Rachel gritted her teeth, but she didn't actually feel anger toward the salesman. She was already accustomed to his soap smell, just as every year she got used to the pig shit smell of spring fields. George always smelled of sweat and grain and sometimes alfalfa. She wished he were close to her now. Rachel said, “So where's your damn wife?”

“Nicole wanted to go home,” Steve said. “She seemed pretty sad about the fire. She always enjoyed driving past the barn.”

Rachel reached into her pocket to assure herself the inhaler was still there. She wouldn't try to burn it in the woodstove; she'd have to sneak back after everybody was gone and toss it onto the barn's coals.

“Sure hope George has insurance on that barn.” Steve just kept on smiling pleasantly as though everything were fine, as though Rachel hadn't cursed him and told him to leave, as though David weren't dead. “Man, oh, man,” Steve said. “This boat would sure make an excellent hideaway. I'd give it a good scrubbing for starters.”

Rachel tried to make the salesman disappear by imagining David's body burned to cinders and spread over where Johnny's skeleton lay curled in its grave. But her mind still wouldn't make room for David's death.

“It's so cozy here.” Steve stood between the two narrow bunks and reached up and opened one of the cupboards above Margo's bed. Rachel heard mice paws scrambling. She knew her mother would not like the window salesman, but that was an easy call, seeing
as how Margo didn't like anybody—Rachel wasn't even sure her mother had liked
her.
She ought to throw this guy off the boat, but she didn't have the energy. She needed to be out in her garden, among her pumpkins, squash, and Brussels sprouts, those plants that cold hadn't yet killed. She jumped off the deck of the boat and climbed the riverbank and yelled to him from there. “You'd better get the hell off my boat before I come back.”
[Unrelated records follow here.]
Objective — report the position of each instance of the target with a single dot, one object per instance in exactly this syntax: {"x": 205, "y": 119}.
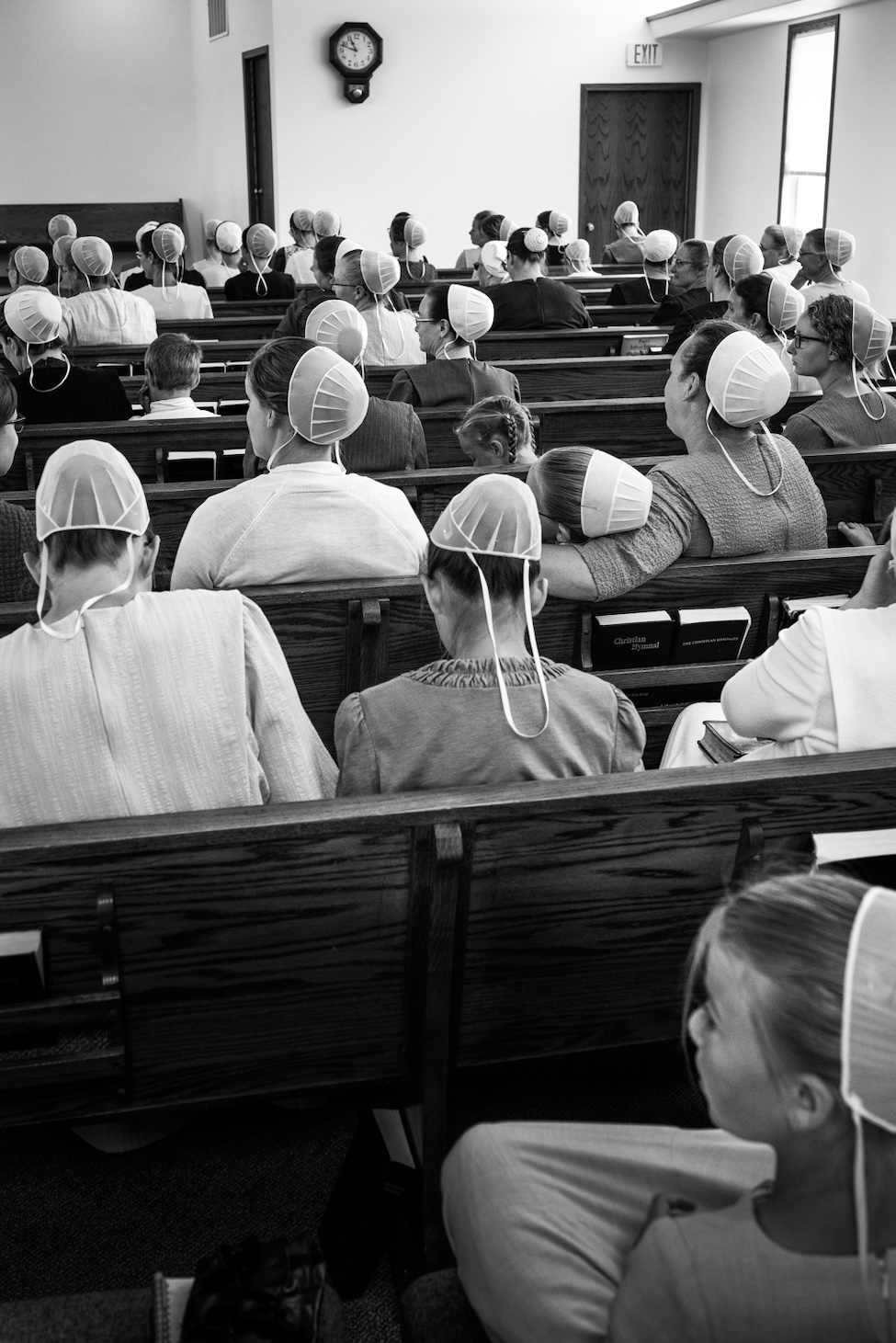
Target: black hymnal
{"x": 793, "y": 608}
{"x": 636, "y": 640}
{"x": 715, "y": 634}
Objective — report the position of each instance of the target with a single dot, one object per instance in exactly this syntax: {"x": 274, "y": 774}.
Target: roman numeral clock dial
{"x": 357, "y": 51}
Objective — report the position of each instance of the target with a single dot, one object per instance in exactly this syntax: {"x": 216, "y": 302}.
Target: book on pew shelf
{"x": 793, "y": 608}
{"x": 715, "y": 634}
{"x": 22, "y": 975}
{"x": 721, "y": 745}
{"x": 378, "y": 1174}
{"x": 631, "y": 640}
{"x": 169, "y": 1296}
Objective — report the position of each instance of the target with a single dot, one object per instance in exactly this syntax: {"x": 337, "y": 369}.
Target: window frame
{"x": 797, "y": 29}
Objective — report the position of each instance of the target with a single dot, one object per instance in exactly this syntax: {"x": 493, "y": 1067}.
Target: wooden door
{"x": 639, "y": 142}
{"x": 259, "y": 154}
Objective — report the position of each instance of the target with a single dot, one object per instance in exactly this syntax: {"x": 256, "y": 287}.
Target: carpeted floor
{"x": 78, "y": 1221}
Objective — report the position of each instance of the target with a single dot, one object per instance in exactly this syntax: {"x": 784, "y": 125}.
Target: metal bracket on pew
{"x": 445, "y": 884}
{"x": 750, "y": 852}
{"x": 367, "y": 643}
{"x": 73, "y": 1045}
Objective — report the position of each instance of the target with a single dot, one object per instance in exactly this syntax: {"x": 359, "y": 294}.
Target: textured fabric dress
{"x": 538, "y": 305}
{"x": 837, "y": 421}
{"x": 456, "y": 383}
{"x": 73, "y": 398}
{"x": 442, "y": 727}
{"x": 169, "y": 702}
{"x": 700, "y": 507}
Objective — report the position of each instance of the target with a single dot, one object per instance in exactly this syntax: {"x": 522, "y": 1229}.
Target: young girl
{"x": 779, "y": 1223}
{"x": 497, "y": 433}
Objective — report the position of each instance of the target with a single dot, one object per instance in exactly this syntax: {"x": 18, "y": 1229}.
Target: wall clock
{"x": 357, "y": 51}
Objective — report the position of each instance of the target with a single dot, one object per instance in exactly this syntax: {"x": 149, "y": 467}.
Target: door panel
{"x": 639, "y": 142}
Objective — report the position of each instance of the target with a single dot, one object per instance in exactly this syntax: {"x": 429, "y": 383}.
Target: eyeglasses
{"x": 799, "y": 340}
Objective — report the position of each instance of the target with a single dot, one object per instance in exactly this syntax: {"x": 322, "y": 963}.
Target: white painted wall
{"x": 221, "y": 122}
{"x": 476, "y": 107}
{"x": 98, "y": 101}
{"x": 746, "y": 95}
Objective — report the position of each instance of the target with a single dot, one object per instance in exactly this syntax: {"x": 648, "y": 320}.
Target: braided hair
{"x": 496, "y": 414}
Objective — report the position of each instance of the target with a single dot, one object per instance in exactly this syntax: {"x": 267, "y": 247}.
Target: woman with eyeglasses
{"x": 840, "y": 343}
{"x": 448, "y": 321}
{"x": 17, "y": 524}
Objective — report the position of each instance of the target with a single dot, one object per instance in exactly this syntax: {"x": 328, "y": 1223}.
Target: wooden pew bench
{"x": 383, "y": 946}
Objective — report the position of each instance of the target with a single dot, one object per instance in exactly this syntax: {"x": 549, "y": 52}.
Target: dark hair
{"x": 8, "y": 399}
{"x": 86, "y": 545}
{"x": 703, "y": 343}
{"x": 325, "y": 251}
{"x": 491, "y": 227}
{"x": 516, "y": 246}
{"x": 174, "y": 360}
{"x": 832, "y": 317}
{"x": 719, "y": 251}
{"x": 396, "y": 227}
{"x": 272, "y": 369}
{"x": 503, "y": 575}
{"x": 754, "y": 291}
{"x": 561, "y": 474}
{"x": 493, "y": 415}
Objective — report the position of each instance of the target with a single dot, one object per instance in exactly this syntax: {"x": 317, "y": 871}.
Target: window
{"x": 809, "y": 110}
{"x": 217, "y": 19}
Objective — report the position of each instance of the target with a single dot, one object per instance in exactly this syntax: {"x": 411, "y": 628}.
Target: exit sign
{"x": 643, "y": 54}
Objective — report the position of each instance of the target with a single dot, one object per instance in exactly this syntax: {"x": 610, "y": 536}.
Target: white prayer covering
{"x": 109, "y": 317}
{"x": 171, "y": 702}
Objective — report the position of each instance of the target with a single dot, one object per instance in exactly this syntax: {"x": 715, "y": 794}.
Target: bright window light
{"x": 811, "y": 62}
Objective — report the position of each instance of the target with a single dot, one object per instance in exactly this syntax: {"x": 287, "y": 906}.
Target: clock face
{"x": 357, "y": 51}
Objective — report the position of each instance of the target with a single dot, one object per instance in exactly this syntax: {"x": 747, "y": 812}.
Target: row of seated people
{"x": 739, "y": 492}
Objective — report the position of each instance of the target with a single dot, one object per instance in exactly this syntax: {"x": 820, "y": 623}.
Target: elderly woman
{"x": 822, "y": 254}
{"x": 837, "y": 340}
{"x": 492, "y": 711}
{"x": 448, "y": 321}
{"x": 207, "y": 712}
{"x": 738, "y": 490}
{"x": 50, "y": 388}
{"x": 364, "y": 279}
{"x": 531, "y": 301}
{"x": 17, "y": 524}
{"x": 307, "y": 518}
{"x": 626, "y": 249}
{"x": 732, "y": 256}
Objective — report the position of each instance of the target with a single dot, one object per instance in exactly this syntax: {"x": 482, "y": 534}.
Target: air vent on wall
{"x": 217, "y": 17}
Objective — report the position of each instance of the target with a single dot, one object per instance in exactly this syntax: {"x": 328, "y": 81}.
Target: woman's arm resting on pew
{"x": 614, "y": 564}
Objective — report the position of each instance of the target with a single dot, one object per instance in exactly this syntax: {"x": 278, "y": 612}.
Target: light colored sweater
{"x": 301, "y": 523}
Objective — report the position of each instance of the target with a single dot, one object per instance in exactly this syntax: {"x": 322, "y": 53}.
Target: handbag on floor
{"x": 270, "y": 1291}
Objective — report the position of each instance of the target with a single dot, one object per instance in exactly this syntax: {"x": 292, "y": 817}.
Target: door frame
{"x": 692, "y": 159}
{"x": 253, "y": 171}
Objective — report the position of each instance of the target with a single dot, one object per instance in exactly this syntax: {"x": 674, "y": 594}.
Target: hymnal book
{"x": 715, "y": 634}
{"x": 721, "y": 745}
{"x": 636, "y": 640}
{"x": 169, "y": 1296}
{"x": 22, "y": 975}
{"x": 793, "y": 608}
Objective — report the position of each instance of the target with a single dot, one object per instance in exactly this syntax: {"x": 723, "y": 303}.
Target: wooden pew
{"x": 383, "y": 946}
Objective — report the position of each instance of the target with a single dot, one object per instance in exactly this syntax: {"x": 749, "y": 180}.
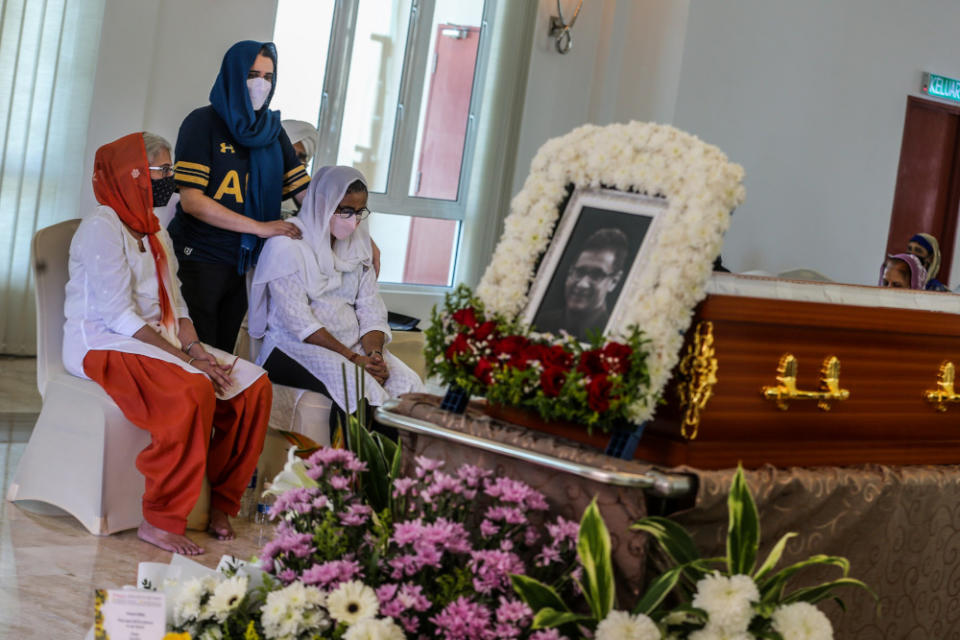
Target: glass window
{"x": 415, "y": 250}
{"x": 376, "y": 68}
{"x": 302, "y": 44}
{"x": 445, "y": 100}
{"x": 393, "y": 93}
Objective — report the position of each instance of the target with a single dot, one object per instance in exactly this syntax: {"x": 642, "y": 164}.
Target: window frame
{"x": 396, "y": 199}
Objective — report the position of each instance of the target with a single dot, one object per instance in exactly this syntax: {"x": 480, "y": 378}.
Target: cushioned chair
{"x": 82, "y": 451}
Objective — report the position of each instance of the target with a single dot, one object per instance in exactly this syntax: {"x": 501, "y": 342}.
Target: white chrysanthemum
{"x": 227, "y": 596}
{"x": 802, "y": 621}
{"x": 293, "y": 610}
{"x": 620, "y": 625}
{"x": 727, "y": 601}
{"x": 352, "y": 601}
{"x": 186, "y": 605}
{"x": 211, "y": 633}
{"x": 374, "y": 629}
{"x": 718, "y": 633}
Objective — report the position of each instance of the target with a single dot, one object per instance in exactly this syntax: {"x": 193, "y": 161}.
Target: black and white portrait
{"x": 580, "y": 282}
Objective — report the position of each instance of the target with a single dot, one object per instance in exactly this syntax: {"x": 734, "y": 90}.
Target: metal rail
{"x": 655, "y": 482}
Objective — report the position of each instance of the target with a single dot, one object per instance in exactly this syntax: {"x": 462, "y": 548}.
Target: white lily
{"x": 293, "y": 476}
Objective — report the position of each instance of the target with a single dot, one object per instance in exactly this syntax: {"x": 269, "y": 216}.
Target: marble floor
{"x": 50, "y": 565}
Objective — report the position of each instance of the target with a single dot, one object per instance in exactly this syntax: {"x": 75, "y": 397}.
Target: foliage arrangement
{"x": 461, "y": 556}
{"x": 697, "y": 598}
{"x": 437, "y": 559}
{"x": 598, "y": 385}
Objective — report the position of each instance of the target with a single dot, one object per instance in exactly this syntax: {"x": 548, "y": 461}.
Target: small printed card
{"x": 128, "y": 614}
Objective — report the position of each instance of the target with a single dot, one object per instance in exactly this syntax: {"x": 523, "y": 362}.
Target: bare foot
{"x": 219, "y": 526}
{"x": 168, "y": 541}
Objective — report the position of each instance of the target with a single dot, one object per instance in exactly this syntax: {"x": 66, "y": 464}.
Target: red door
{"x": 431, "y": 241}
{"x": 928, "y": 180}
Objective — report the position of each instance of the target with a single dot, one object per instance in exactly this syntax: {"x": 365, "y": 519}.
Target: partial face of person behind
{"x": 301, "y": 152}
{"x": 896, "y": 274}
{"x": 921, "y": 252}
{"x": 161, "y": 159}
{"x": 590, "y": 280}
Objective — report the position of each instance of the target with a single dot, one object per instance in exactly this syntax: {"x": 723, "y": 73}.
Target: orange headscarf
{"x": 121, "y": 181}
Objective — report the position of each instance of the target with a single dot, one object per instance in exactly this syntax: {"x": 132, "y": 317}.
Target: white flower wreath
{"x": 701, "y": 186}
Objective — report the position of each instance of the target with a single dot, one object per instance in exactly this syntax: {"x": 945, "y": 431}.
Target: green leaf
{"x": 594, "y": 549}
{"x": 658, "y": 590}
{"x": 813, "y": 595}
{"x": 774, "y": 557}
{"x": 395, "y": 459}
{"x": 673, "y": 539}
{"x": 536, "y": 594}
{"x": 546, "y": 618}
{"x": 743, "y": 534}
{"x": 771, "y": 589}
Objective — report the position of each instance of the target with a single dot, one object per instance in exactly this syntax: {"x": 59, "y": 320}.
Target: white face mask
{"x": 342, "y": 228}
{"x": 259, "y": 90}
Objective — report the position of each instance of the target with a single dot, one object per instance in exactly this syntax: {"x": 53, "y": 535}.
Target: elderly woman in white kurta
{"x": 315, "y": 303}
{"x": 127, "y": 329}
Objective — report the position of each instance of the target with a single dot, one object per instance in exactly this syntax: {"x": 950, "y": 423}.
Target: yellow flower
{"x": 251, "y": 633}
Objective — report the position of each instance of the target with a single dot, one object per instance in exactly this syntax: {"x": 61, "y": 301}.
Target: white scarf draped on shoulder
{"x": 319, "y": 263}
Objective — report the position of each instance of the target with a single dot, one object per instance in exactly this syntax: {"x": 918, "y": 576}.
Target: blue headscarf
{"x": 259, "y": 132}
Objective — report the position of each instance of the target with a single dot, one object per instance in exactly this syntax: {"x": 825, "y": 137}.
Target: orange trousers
{"x": 181, "y": 410}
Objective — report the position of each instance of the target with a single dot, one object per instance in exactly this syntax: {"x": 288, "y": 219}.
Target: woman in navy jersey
{"x": 234, "y": 166}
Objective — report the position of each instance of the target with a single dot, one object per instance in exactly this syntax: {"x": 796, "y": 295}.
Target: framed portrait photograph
{"x": 597, "y": 247}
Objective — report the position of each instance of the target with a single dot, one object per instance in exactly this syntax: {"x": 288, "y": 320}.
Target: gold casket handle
{"x": 698, "y": 370}
{"x": 785, "y": 391}
{"x": 944, "y": 393}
Rachel wished she were already home, watching George from her garden. Around dusk, George often split firewood. He chose from among three kinds of iron wedges, then swung the maul over himself in an arc as though carving a protective circle out of the air. If she sat in plain sight and did not hide, then maybe when he finished he might come into her garden and enfold her in his arms. The desire she was feeling for George was like her body turning inside out, like swallowing herself whole. She didn't know what she was supposed to do with these feelings piling up, blocking out David's death. She picked up the fresh-looking Jim Beam bottle from the riverbank, unscrewed the lid, and sniffed the last drops of whiskey.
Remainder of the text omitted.